A construção está orientada no sentido norte/sul. O portão sul, o principal, pode ser aberto em toda a extensão de altura e largura do hangar, por motores elétricos ou manualmente, por um sistema de contrapesos; cada lado pesa 80 toneladas. Já o portão norte, com 28m de largura por 26m de altura, servia apenas como passagem de ventilação e saída da torre de atracação e só é aberto manualmente.
O hangar serviu de base para o 1º Grupo de Aviação de Caça da FAB, que atuou na segunda guerra mundial. No local é realizada periodicamente a manutenção da aeronave administrativa da BASC.

Nos Jogos Olímpicos e Paralímpicos, o hangar serviu como apoio a 12 esquadrões de aeronaves de caça, transporte e reconhecimento, que foram deslocados de diversas regiões do País e passaram a operar a partir da BASC. Às vezes, é usado para embarque e desembarque de paraquedistas. E também é muito procurado para atividades de balonismo. O hangar já foi utilizado, inclusive, para anúncio publicitário e recebe constantemente a visita de arquitetos por ser uma referência arquitetônica da década de 30.

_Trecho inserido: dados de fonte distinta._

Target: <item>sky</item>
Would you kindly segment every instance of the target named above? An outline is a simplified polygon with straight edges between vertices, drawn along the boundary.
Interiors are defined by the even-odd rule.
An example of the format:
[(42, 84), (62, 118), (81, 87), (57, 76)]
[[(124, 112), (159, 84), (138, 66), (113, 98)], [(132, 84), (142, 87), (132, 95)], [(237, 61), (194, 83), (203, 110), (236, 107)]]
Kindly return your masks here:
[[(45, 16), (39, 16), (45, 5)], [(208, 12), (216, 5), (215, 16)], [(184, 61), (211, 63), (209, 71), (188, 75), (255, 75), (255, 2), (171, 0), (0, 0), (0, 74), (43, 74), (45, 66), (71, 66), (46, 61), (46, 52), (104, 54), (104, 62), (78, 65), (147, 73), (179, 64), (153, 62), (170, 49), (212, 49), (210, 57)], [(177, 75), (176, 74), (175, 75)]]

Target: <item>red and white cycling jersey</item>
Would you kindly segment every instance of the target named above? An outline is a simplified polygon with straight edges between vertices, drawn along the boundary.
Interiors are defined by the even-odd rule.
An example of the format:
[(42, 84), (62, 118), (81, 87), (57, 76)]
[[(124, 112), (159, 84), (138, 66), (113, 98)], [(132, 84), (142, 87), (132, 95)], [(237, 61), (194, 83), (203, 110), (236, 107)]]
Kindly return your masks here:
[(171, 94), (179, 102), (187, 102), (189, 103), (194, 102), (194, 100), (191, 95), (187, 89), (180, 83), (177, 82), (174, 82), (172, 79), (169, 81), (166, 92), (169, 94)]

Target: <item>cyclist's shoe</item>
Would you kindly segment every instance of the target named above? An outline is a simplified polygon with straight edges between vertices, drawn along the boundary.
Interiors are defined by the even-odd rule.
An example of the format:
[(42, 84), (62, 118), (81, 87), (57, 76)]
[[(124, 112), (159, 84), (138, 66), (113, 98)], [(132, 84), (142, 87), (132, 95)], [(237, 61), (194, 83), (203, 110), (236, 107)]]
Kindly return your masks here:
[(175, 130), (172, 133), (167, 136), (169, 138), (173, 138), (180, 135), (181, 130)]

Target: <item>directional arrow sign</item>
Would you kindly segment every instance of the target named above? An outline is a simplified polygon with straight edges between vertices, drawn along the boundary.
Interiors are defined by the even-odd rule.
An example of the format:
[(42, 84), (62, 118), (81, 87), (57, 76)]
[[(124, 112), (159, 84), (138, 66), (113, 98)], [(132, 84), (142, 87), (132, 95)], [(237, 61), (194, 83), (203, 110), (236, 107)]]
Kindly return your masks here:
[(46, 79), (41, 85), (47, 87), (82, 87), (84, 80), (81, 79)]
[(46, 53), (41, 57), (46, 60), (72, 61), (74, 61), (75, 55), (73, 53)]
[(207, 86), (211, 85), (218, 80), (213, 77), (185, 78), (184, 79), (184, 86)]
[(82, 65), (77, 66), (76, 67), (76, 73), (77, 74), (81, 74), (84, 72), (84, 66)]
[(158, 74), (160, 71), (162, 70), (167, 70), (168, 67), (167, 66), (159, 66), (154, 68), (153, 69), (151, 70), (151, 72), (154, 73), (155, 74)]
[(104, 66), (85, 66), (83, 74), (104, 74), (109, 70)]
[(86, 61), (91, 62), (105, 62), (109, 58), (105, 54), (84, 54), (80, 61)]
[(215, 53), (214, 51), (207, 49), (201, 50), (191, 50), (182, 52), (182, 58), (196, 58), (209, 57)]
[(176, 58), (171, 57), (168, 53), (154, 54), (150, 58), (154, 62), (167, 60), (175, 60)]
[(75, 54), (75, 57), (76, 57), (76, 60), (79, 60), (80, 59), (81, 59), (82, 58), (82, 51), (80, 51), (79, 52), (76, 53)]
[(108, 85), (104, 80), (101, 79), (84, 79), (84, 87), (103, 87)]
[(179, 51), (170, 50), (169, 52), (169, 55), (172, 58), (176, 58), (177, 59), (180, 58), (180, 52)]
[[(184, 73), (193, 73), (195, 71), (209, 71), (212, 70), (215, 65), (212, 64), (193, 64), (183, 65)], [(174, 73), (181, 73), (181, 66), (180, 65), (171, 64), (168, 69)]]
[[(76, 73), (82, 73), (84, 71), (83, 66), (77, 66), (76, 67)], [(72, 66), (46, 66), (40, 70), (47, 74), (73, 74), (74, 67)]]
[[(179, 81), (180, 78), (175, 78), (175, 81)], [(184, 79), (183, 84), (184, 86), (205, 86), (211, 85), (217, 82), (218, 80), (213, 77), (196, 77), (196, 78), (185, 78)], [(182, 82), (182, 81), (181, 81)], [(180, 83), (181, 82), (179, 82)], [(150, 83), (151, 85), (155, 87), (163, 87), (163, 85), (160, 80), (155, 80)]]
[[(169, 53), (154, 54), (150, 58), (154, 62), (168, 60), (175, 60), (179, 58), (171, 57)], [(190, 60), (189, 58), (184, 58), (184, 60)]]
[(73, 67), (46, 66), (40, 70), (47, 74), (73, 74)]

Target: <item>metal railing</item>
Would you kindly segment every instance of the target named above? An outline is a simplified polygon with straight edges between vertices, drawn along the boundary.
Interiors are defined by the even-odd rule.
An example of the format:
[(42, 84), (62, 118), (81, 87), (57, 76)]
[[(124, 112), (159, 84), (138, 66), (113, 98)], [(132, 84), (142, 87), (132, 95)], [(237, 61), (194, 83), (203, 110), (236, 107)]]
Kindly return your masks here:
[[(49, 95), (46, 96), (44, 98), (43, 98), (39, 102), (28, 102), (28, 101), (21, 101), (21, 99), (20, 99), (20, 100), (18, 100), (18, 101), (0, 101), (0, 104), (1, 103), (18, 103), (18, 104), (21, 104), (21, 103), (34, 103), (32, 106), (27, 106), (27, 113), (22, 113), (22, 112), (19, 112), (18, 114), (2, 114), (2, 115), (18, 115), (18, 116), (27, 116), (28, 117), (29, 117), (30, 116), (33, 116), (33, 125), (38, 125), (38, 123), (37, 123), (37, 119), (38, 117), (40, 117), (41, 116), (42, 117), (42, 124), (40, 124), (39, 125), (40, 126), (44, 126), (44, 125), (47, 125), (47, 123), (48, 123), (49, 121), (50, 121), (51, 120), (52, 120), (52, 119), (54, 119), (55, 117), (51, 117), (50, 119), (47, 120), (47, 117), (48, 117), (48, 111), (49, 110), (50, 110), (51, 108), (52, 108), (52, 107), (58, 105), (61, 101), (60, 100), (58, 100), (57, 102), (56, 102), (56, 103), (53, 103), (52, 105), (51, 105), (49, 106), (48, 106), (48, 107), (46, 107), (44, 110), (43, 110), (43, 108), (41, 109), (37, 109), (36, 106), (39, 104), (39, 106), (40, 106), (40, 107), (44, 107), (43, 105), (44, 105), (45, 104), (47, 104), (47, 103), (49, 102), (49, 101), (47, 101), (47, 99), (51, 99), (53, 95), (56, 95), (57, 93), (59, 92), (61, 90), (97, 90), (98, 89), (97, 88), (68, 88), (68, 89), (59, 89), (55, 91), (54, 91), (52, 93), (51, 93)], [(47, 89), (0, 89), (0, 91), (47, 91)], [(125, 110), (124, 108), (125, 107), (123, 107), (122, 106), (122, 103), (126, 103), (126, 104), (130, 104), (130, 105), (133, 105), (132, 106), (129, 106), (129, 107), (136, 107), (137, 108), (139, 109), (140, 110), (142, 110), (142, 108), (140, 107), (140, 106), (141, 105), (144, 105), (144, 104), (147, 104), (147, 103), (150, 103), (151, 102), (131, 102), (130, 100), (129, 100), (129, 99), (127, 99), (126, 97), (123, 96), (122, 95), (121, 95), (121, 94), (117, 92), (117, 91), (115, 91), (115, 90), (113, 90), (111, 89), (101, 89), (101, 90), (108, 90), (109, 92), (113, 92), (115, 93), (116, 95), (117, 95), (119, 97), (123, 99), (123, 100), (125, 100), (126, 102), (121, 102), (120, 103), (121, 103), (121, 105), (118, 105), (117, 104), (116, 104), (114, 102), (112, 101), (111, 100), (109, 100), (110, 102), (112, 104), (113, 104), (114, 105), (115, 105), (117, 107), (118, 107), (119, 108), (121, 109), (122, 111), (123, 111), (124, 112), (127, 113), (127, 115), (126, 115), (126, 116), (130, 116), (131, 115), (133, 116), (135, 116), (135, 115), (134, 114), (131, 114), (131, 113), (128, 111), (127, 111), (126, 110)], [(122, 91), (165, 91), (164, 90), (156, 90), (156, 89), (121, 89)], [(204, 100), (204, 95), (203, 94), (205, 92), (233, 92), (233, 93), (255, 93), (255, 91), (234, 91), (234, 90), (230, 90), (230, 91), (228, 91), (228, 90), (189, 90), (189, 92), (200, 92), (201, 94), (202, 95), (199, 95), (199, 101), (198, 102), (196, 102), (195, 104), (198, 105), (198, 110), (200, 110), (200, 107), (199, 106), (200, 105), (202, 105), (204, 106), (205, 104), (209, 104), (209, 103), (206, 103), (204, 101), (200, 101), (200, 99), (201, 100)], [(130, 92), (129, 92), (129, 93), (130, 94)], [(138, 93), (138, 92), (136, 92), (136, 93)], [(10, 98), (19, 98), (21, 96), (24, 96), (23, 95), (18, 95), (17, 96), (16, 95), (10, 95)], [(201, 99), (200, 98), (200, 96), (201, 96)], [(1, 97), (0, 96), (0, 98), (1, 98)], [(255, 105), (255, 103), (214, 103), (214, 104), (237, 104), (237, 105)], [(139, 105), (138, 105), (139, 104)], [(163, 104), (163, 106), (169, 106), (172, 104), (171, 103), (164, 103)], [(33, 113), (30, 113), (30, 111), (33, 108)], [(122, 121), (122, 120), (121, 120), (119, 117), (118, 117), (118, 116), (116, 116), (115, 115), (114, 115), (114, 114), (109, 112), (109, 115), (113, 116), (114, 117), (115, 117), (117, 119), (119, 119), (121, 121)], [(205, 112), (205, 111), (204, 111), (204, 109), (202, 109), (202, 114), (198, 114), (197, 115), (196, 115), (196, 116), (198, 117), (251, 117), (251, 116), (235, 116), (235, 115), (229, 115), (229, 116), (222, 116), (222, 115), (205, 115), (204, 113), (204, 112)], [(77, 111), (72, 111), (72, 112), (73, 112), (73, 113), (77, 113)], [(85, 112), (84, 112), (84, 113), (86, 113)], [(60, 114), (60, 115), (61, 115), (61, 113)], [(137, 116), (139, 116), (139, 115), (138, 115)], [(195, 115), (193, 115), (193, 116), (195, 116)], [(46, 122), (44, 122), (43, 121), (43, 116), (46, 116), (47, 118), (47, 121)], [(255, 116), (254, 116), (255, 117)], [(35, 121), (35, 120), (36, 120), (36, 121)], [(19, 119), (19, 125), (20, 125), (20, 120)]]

“O hangar agrega valor à Base Aérea de Santa Cruz. Da mesma forma que os alemães no passado escolheram essa área devido às suas condições para a navegabilidade, hoje, a Base, pelo mesmo motivo, continua sendo uma referência para a Força Aérea”, ressalta o Subcomandante da BASC, Tenente-Coronel Bruno Pedra.
Desde março de 1998, o hangar é considerado patrimônio histórico brasileiro pelo Instituto do Patrimônio Histórico e Artístico Nacional (IPHAN). Como o próprio IPHAN descreve, é um patrimônio cultural que tem sua vinculação com “fatos memoráveis da história do Brasil”.
“Sabemos que nosso hangar do Zeppelin é um dos últimos do mundo e tê-lo ainda bem conservado em nossa Base Aérea significa muito para estudiosos do tema no mundo todo. Preservar este tipo de construção é preservar a memória de nosso País e compreender a importância do Brasil no contexto internacional. Por fim, nos permite também preservar a memória da Força Aérea Brasileira, na medida em que a construção do Aeroporto Bartolomeu de Gusmão, o local de construção do hangar do Zeppelin, deu origem à nossa Base Aérea de Santa Cruz”, conclui a historiadora.